Allegheny County Organizations Call for Robust COVID Relief

Allegheny County Organizations Call on U.S. Congressional Delegation to Provide Robust COVID Relief

PITTSBURGH, PA (December 7, 2020) – A new analysis by the nonpartisan Center on Budget and Policy Priorities (CBPP) shows that hunger and hardship is dramatically increasing nationwide and in Pennsylvania. Nearly one in nine adults with children in our commonwealth say they can’t afford enough food for their children, and nearly one in five are behind on rent. One in three adults nationwide and in Pennsylvania were having trouble meeting household expenses, such as food, rent or mortgage, car payments, medical expenses, or student loans.

“As the holidays approach, we are seeing immense and growing needs — and it will get worse if Congress fails to act. We urgently need a comprehensive response to the pandemic that bring real relief to our communities,” said Ann Sanders policy advocate of Just Harvest, a local anti-hunger nonprofit that engages in advocacy, direct service, and community organizing. “We are asking our Congressional delegation to protect the health, well-being, and future of those in our region, and to not leave for holiday break without doing so.”

Just Harvest has sent a letter along with 21 other community, advocacy, and labor organizations to U.S. Senators Casey and Toomey as well as Representatives Doyle and Lamb. The letter urges these federal policymakers to enact a relief package with the following measures:

  • an extension of previously enacted COVID protections that are set to expire at the end of 2020;
  • adequate unemployment insurance benefits for people who have lost their jobs;
  • a 15% increase in SNAP benefits by 15% to help families put food on the table;
  • emergency rental assistance to help families stay in their homes;
  • childcare assistance so that parents have the safe, affordable childcare they need to be able to return to work when it’s safe to do so;
  • emergency grants to help low-income households that were left out of previous packages or need additional help;
  • $32 billion for transit agencies to prevent service cuts, fare hikes, and system shutdowns so riders can continue to get to work in essential industries and access essential services; and
  • additional aid to state and local governments to prevent more job layoffs and cuts in critical services.

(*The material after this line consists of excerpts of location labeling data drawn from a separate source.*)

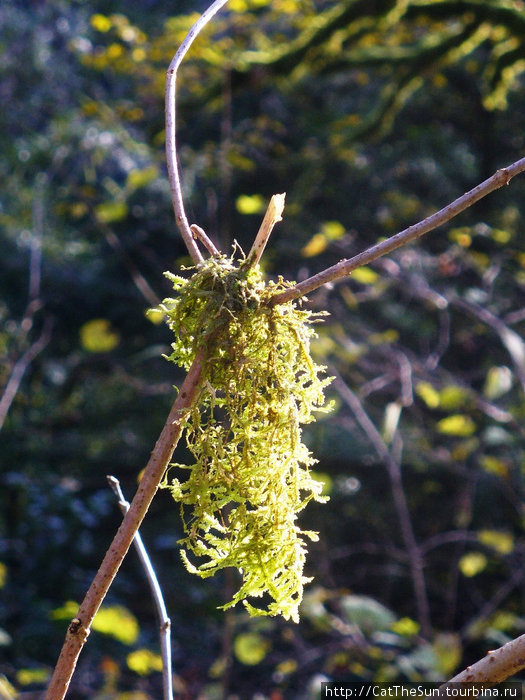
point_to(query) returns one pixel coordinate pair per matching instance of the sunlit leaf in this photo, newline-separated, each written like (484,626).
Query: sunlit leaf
(325,479)
(27,676)
(109,212)
(333,230)
(250,648)
(141,178)
(494,465)
(365,275)
(65,612)
(448,651)
(498,382)
(472,564)
(391,420)
(97,336)
(144,662)
(367,613)
(458,424)
(428,394)
(250,204)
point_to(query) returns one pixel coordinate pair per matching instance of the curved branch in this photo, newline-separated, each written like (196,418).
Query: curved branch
(171,146)
(345,267)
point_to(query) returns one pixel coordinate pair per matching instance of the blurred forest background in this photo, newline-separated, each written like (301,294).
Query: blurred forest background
(370,115)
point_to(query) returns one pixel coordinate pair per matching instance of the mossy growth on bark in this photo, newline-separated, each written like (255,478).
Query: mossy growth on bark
(250,477)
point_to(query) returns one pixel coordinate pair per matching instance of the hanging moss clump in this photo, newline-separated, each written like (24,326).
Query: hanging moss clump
(251,476)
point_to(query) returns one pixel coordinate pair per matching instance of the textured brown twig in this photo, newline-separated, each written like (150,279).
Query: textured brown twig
(171,144)
(80,626)
(345,267)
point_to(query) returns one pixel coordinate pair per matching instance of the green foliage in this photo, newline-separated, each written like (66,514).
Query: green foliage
(366,118)
(250,478)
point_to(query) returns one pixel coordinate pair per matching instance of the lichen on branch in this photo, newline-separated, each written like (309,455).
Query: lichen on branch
(250,477)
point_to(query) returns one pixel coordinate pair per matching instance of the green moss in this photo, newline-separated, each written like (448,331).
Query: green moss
(250,478)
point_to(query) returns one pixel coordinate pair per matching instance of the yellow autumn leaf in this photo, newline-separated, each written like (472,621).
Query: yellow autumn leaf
(155,316)
(140,178)
(459,425)
(108,212)
(451,397)
(117,621)
(100,22)
(97,336)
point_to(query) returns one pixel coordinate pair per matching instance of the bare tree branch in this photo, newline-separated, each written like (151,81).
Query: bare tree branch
(273,216)
(80,626)
(164,620)
(345,267)
(496,667)
(171,145)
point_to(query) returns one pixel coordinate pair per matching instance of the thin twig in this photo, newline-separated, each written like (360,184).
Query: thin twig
(164,620)
(171,146)
(200,234)
(496,667)
(19,369)
(273,216)
(80,626)
(345,267)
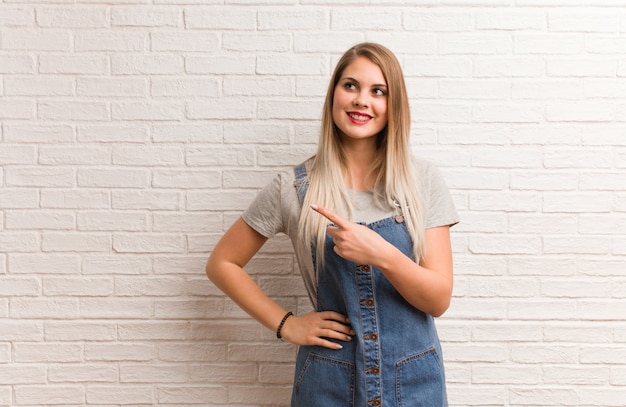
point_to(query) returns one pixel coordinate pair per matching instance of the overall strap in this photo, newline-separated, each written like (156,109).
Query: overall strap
(301,182)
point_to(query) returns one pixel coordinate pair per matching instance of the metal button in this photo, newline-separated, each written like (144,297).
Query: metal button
(373,370)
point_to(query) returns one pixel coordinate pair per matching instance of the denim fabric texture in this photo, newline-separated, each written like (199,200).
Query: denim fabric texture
(395,357)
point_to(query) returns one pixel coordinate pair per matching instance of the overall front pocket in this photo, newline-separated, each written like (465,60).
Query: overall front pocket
(323,382)
(420,380)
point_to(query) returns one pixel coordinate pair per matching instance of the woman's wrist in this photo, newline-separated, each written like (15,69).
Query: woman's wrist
(282,323)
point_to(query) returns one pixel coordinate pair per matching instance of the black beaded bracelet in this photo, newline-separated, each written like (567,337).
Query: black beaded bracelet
(287,315)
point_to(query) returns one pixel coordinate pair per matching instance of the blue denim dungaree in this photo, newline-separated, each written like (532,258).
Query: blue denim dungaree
(395,357)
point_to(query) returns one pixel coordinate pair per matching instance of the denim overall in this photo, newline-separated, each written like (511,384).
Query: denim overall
(395,357)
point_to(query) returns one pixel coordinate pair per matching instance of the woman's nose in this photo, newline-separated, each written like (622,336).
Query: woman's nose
(360,99)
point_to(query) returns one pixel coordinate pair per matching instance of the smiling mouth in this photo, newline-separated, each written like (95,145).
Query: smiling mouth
(359,118)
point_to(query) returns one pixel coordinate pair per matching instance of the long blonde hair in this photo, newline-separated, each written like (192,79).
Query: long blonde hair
(393,171)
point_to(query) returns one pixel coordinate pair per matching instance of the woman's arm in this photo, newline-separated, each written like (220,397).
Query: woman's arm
(427,285)
(225,269)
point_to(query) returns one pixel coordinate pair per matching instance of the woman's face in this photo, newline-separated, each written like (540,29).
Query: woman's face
(360,101)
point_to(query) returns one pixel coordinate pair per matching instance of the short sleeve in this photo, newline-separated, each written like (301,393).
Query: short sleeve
(440,209)
(264,214)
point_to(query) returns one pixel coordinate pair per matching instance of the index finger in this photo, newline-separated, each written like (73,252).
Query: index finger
(331,216)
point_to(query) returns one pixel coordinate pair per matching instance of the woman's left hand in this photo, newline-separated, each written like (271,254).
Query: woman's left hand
(354,242)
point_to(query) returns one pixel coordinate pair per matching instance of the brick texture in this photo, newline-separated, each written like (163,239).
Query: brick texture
(132,135)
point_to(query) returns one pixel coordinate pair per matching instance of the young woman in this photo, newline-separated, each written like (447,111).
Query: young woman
(370,227)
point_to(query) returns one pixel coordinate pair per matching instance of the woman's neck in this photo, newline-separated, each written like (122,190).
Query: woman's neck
(360,157)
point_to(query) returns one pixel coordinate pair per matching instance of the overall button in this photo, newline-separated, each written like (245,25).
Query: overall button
(373,370)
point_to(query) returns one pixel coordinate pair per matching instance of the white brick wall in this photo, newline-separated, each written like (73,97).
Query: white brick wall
(133,134)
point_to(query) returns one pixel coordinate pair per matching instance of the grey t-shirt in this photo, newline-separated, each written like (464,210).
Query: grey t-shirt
(276,209)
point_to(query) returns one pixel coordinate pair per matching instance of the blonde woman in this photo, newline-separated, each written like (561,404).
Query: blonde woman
(370,227)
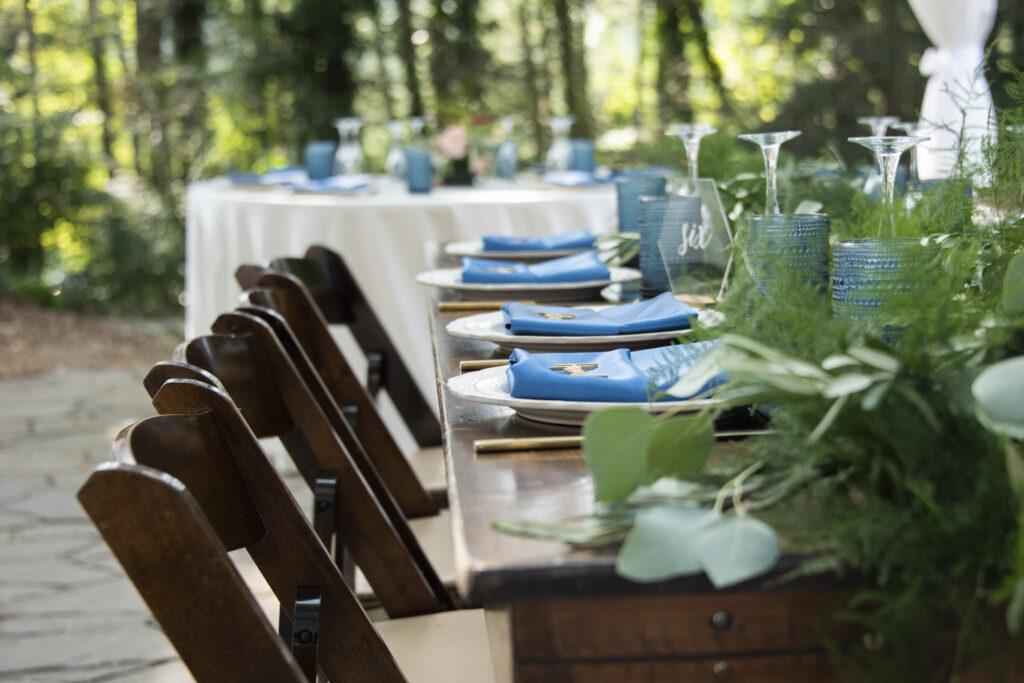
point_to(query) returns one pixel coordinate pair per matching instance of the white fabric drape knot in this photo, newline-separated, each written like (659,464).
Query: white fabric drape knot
(957,101)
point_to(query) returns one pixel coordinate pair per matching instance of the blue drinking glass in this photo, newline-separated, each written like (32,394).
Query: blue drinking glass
(318,157)
(670,243)
(798,243)
(420,169)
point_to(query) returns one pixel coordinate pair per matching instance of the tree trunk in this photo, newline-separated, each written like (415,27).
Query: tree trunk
(639,79)
(704,43)
(385,78)
(30,30)
(573,73)
(131,103)
(673,71)
(529,71)
(97,33)
(407,52)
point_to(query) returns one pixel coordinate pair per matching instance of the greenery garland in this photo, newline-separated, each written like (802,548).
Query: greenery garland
(895,461)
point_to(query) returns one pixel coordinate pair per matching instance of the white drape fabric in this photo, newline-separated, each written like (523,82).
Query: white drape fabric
(956,99)
(382,238)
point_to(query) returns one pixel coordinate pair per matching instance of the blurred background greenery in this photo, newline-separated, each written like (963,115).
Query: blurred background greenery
(109,109)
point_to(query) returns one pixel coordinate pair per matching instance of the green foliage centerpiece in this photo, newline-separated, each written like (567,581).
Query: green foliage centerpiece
(893,459)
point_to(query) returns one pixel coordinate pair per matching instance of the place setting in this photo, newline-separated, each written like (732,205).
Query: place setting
(578,276)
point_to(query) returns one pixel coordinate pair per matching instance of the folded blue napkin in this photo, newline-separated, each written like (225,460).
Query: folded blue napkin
(570,178)
(292,175)
(630,376)
(343,182)
(663,312)
(582,239)
(577,268)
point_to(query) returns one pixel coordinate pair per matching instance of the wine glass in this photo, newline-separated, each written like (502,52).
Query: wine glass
(690,134)
(348,158)
(887,151)
(879,124)
(769,143)
(913,129)
(560,154)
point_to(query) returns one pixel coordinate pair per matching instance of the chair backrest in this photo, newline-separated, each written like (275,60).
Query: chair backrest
(179,566)
(341,301)
(275,401)
(283,302)
(202,439)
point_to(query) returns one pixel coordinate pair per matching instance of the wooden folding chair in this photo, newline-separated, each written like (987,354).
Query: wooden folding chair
(203,440)
(275,401)
(286,295)
(181,569)
(341,301)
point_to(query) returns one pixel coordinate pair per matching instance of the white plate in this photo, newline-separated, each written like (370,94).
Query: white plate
(475,249)
(491,327)
(489,386)
(583,291)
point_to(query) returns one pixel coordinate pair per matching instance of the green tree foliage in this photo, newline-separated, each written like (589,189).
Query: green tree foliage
(859,58)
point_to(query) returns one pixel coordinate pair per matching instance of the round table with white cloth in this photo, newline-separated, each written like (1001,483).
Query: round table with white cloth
(381,237)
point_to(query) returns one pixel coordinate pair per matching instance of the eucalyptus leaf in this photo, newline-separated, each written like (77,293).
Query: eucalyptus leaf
(733,549)
(581,532)
(614,443)
(998,391)
(660,544)
(679,446)
(1015,467)
(839,360)
(1013,286)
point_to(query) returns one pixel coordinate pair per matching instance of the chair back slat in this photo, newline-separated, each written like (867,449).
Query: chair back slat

Letter signer Samuel Jones, director of the Restaurant Opportunities Center (ROC) Pennsylvania, says, “The pandemic is having a devastating effect on restaurant workers. These workers have a significant risk of exposure to Covid-19 due to interactions with the dining public and the necessity of working in close quarters in a restaurant setting. We desperately need extended paid emergency leave to support workers and to protect the public.” Jones says ROC PA supports the call to continue federal pandemic unemployment benefits (PUA and PUEC), which are due to expire on December 26. Their loss is estimated to affect 12 million American workers and their households.

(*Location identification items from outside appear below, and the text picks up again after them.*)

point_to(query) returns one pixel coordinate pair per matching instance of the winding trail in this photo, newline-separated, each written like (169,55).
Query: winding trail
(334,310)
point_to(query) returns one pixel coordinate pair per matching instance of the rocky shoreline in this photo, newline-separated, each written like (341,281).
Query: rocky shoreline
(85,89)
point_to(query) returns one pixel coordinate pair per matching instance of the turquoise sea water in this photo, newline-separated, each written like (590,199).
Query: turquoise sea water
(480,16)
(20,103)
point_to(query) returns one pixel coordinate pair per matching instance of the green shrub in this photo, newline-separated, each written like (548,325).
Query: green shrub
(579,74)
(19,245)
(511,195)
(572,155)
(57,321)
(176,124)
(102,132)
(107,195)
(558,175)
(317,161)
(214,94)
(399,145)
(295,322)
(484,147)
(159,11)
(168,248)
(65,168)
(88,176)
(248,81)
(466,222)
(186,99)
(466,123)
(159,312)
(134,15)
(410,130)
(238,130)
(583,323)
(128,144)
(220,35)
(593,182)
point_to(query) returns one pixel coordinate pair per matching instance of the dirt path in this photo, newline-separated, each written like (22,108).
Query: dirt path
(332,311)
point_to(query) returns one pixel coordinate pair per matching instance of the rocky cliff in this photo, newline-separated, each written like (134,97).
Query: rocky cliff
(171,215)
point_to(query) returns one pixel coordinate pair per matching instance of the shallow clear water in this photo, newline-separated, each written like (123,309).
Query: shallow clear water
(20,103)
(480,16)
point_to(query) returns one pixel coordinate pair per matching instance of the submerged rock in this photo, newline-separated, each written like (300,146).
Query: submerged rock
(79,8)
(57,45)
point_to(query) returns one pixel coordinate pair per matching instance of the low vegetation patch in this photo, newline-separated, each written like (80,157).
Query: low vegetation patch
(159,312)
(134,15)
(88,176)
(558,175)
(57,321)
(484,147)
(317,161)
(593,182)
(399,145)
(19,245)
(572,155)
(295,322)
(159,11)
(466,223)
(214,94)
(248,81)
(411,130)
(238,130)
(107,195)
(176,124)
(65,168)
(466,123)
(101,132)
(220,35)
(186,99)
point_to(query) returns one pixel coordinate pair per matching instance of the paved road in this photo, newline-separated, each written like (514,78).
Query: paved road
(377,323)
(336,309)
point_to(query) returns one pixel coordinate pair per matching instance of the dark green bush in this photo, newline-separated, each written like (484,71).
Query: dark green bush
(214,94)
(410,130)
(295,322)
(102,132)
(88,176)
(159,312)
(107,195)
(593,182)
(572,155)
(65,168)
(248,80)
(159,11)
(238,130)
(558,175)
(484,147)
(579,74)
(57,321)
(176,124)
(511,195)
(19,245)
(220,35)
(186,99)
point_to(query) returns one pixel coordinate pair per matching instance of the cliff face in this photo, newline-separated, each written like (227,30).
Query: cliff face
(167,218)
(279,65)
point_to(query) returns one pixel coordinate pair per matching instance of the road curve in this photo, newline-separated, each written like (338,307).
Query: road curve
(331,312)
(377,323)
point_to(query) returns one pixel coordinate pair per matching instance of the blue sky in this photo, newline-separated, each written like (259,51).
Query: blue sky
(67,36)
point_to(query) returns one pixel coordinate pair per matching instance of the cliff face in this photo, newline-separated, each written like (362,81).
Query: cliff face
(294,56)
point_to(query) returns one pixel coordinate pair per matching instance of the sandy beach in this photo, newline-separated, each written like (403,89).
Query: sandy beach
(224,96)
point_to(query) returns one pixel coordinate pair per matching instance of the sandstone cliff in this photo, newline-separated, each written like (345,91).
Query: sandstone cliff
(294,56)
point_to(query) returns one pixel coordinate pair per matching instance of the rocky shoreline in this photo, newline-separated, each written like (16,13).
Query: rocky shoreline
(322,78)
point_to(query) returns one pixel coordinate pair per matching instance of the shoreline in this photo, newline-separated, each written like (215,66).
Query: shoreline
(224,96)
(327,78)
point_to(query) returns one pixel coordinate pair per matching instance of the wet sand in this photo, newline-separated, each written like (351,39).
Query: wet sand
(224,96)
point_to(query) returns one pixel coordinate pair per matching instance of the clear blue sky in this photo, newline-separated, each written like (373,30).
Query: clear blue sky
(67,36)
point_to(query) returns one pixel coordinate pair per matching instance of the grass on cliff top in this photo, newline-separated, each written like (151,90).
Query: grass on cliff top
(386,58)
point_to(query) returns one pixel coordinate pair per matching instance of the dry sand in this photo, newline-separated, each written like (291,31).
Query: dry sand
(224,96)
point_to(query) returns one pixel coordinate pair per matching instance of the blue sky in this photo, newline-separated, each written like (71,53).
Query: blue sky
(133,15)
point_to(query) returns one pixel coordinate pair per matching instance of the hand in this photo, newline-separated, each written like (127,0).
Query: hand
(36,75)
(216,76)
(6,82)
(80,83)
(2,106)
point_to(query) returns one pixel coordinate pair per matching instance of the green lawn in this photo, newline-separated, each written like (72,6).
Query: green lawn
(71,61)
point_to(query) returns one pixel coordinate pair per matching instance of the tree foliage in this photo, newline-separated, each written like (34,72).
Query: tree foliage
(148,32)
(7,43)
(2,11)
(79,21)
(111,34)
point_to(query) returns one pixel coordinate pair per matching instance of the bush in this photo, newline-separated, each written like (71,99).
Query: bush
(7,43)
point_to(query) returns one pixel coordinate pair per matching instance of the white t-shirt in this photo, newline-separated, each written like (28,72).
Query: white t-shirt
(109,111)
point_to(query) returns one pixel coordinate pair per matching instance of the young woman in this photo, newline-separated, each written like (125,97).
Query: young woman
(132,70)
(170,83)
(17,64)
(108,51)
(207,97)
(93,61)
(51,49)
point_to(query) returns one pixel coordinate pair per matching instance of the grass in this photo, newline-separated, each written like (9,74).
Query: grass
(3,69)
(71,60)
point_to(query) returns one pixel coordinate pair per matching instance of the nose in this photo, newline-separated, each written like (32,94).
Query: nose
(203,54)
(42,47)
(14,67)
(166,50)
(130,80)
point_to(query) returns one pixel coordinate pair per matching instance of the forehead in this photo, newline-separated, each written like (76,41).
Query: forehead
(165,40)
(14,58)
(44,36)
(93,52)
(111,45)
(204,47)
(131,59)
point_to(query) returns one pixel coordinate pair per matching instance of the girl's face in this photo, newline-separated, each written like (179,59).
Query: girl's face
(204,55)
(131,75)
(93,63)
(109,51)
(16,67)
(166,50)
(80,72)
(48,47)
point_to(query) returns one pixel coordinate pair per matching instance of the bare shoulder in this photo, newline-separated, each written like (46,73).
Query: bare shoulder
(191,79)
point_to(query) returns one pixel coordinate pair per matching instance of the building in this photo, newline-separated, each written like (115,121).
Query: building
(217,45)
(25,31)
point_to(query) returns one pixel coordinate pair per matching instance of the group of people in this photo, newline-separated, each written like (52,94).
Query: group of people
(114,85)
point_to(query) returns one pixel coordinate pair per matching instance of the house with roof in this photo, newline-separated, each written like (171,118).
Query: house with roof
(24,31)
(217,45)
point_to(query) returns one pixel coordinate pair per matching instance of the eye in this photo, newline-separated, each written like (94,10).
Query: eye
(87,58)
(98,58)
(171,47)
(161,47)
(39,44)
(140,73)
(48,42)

The CBPP report and ample other research demonstrate that both the pandemic and its economic impact are disproportionately affecting communities of color. Carol Hardeman, executive director of the Hill District Consensus Group, says her group wants Congressional delegates to realize that COVID-19 is public health crisis and to “take action and extend the eviction moratorium until a vaccine is available to be administered.” She says the group sees urgent need for emergency housing and funding in order to help residents who are unable to pay their shelter costs due to the pandemic.